Money is a 'first derivative' of success and a lagging indicator.

Measure yourself by what you learn not by what you earn and you will be sticking to projects longer because the payoff will be in what they are teaching you. Everything you learn gets you that much closer to a side project that brings in money as well as experience. Why? Because you'll know what is important and what is not, you will know how things waste money and how to avoid them, you will know what metrics are important and what they mean.

2 comments

One the one hand, I'd observe that most people's side-projects, aka hobbies, were never expected to make money. Short of opening a shop your pottery or whatever wasjust something you did.

On the other hand I recognize it's somewhat privileged to just shrug off making money with "side hustles."

Well, it's also kind of privileged to expect to have such a "side hustle" that you enjoy doing, and that generates income.

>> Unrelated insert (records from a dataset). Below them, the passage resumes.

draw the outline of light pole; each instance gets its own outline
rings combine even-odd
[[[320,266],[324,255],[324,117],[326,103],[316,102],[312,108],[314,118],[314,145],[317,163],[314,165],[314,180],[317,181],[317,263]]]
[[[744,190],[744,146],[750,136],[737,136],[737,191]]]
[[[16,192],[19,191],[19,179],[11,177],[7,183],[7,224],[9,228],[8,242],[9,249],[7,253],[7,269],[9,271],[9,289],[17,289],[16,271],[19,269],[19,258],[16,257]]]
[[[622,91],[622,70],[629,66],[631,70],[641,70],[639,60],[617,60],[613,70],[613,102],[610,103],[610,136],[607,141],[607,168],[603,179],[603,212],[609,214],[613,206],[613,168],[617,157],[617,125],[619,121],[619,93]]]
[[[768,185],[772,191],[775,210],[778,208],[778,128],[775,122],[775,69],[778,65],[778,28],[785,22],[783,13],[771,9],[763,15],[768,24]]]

Sure, people used to have side hustles back in the day, but maybe more like weeding your potato plants after a back-breaking day at the factory.

I would be interested in how you got to here:

> On the other hand I recognize it's somewhat privileged to just shrug off making money with "side hustles."

Was it from what I wrote or was it unrelated?

I was just referring to expectations that projects you do outside of your main job can be turned into money-making enterprises. And, from my perspective, this is usually not the case and I'm fine with it but it's easy to see that being dismissive of side hustles assumes a well-paying 9-5 job.
> Money is a 'first derivative' of success

Does that mean that even if my success stagnates at “quite successful”, I make no money at all? That doesn’t make sense to me. How would that work?

Yeah I think it would be the other way around: money would be the integral of success.